» Ad Hoc distribution of an iPhone application

Ad Hoc distribution of an iPhone application


Posted on 17 May 2009 - 21:04

We're preparing a big new release at Goojet, and wanted to collect some feedback from some of our users. For iPhone applications, Apple allows "ad-hoc" installation of an application on up to 100 devices, without going through the AppStore and its painful validation process.

Reading the documentation, this sounds easy: just create an ad-hoc provisioning profile where all test devices are listed, sign your application with this profile and off you go. Alas, there is a tiny but absolutely mandatory step that isn't described in the docs, and I banged my head for hours before finally finding it...

iTunes refused to install the ad-hoc application, saying that it cannot be verified. Inspecting the iPhone's log shows "entitlement 'get-task-allow' has value not permitted by provisioning profile". This entitlement thing is mentioned only once in the whole documentation, in a place totally unrelated to ad-hoc installation and it barely explains what it is useful for.

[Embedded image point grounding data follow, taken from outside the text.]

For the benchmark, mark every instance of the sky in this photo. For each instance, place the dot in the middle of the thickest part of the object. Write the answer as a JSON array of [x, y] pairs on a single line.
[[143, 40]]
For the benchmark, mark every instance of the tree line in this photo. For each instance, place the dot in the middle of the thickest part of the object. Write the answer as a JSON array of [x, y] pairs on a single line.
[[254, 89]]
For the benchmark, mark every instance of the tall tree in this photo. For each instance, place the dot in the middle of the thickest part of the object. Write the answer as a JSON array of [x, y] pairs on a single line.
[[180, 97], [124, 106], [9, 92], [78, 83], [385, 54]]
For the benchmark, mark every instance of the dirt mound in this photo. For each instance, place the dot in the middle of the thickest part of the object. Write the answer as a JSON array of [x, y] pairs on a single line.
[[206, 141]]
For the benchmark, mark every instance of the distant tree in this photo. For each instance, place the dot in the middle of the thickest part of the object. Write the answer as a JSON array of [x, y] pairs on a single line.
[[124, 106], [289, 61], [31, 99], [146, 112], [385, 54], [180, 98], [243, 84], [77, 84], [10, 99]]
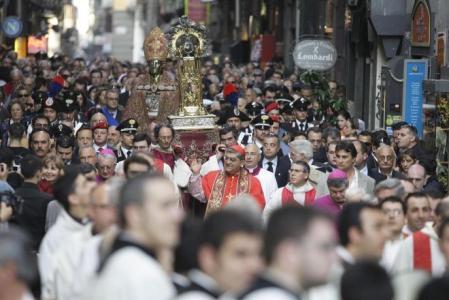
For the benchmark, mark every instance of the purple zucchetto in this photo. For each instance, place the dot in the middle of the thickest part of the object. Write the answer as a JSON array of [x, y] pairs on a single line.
[[338, 175]]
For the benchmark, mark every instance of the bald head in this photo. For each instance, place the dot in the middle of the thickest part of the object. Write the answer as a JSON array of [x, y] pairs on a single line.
[[417, 174], [252, 156], [102, 211]]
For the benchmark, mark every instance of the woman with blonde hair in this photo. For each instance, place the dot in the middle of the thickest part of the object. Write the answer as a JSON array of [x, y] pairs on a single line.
[[52, 170]]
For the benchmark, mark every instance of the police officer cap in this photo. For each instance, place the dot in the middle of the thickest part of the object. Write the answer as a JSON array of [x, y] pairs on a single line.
[[68, 101], [262, 122], [254, 108], [58, 130], [300, 104]]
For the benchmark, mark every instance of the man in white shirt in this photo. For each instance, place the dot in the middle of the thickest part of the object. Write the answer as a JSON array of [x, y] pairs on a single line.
[[346, 154], [62, 245], [394, 209], [266, 178], [421, 250], [361, 158], [228, 138], [299, 253], [18, 269], [100, 131], [417, 213], [150, 221]]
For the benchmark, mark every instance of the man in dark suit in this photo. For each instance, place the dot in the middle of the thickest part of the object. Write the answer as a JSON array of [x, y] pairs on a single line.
[[315, 136], [386, 160], [127, 129], [32, 217], [300, 110], [272, 161], [111, 111]]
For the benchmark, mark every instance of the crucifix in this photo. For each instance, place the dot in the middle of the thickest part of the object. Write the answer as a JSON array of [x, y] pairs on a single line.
[[153, 95]]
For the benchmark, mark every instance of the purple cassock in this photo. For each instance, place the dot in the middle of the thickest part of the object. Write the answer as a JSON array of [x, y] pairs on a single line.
[[326, 204]]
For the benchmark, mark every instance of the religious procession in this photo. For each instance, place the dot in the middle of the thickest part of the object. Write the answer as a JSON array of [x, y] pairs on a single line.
[[195, 178]]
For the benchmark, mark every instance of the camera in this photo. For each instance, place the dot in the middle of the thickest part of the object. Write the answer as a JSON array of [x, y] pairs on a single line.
[[12, 200]]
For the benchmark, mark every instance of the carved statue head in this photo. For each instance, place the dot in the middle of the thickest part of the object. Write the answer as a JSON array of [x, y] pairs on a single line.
[[155, 45], [156, 66]]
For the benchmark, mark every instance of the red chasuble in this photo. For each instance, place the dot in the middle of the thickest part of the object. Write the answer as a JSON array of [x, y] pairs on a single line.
[[219, 188], [166, 157], [422, 255], [287, 197]]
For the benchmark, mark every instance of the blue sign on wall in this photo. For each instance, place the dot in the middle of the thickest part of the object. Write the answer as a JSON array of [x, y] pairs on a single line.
[[415, 72]]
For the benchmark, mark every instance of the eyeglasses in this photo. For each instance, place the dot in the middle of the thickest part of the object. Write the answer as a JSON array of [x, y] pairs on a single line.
[[393, 212]]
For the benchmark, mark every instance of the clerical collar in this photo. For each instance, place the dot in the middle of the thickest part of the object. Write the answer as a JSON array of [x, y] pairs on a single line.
[[82, 221], [254, 171], [124, 240], [202, 282], [158, 148]]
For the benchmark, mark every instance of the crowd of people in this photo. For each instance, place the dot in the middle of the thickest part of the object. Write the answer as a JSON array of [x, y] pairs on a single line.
[[295, 201]]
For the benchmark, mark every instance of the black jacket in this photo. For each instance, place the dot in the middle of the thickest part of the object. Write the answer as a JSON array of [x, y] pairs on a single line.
[[34, 211], [281, 172], [378, 177]]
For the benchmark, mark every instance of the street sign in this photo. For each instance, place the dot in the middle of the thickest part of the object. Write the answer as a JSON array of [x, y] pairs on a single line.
[[12, 27], [315, 55], [415, 72]]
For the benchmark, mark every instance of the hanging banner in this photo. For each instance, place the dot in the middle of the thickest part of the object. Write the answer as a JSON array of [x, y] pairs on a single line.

So, here is what you have to do: in XCode, select File/New, and then in the "Code Signing" section you'll find an "Entitlements" template. Create an "Entitlements.plist" file, open it and uncheck the "get-task-allow" property. In the project's ad-hoc build configuration (that you should have created to sign with the ad-hoc profile), set the "Code Signing Entitlements" to "Entitlements.plist" you just created.

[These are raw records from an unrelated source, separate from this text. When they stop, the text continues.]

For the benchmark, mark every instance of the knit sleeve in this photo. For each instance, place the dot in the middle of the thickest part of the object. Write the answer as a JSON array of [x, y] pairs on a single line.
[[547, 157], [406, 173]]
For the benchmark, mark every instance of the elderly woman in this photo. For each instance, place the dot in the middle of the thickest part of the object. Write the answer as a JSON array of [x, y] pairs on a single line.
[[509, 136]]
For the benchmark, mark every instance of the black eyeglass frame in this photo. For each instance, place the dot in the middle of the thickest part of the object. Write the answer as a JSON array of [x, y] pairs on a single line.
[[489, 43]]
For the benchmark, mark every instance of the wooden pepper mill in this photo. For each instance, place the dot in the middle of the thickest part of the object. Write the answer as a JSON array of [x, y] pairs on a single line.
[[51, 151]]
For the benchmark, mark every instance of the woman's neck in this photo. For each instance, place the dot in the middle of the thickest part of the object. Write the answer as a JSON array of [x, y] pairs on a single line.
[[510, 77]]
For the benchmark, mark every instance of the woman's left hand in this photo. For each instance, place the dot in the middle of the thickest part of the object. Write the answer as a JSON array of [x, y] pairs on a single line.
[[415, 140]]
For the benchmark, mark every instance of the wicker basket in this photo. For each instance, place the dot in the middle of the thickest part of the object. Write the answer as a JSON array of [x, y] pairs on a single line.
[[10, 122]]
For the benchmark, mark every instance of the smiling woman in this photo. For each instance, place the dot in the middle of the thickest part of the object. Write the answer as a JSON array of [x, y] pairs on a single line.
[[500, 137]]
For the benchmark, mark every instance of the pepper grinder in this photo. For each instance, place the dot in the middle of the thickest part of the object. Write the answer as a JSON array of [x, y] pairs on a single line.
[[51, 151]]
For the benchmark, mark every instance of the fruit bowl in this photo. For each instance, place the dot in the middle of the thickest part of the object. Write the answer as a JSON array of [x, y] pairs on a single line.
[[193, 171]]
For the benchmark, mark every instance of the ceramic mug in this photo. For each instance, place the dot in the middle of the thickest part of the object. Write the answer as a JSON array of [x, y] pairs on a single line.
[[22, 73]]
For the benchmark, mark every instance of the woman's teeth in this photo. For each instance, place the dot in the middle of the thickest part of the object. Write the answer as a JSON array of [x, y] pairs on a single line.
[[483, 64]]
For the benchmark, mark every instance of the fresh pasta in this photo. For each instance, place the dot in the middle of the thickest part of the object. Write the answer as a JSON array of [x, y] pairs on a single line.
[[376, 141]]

Build your application, done, you can deploy!

What is this property useful for? Apparently, unchecking it states that the application cannot be debugged. But why is it needed, and why in hell isn't this taken care of automatically when using an ad-hoc provisioning profile?

Some additional tricks for a nice packaging for your testers: use a different application ID and change the bundle ID in Info.plist accordingly, so that the new application can be installed besides the regular one instead or replacing it. Also set a different name and icon so that both version can be easily distinguished on the device.

And for a step-by-step explanation for your testers, checkout these nice how-to's: Finding your iPhone's unique identifier, and Installing an ad-hoc distributionn.

Anonymous's picture

Did you check in the dev portal when having problems building for Ad Hoc?
Check here... http://developer.apple.com/iphone/manage/distribution/index.action
Read Steps 8 - 12 of the "Building your Application with Xcode for Distribution" section..

I learned the hard way also :-)
The portal actually has some good instructions on certain things.....CERTAIN things!!

Sylvain's picture

Doh! The precious information that took me hours to find is written there! Now why oh why is it in "Building your Application with Xcode for Distribution" and not "Creating and Downloading a Distribution Provisioning Profile for Ad Hoc Distribution"?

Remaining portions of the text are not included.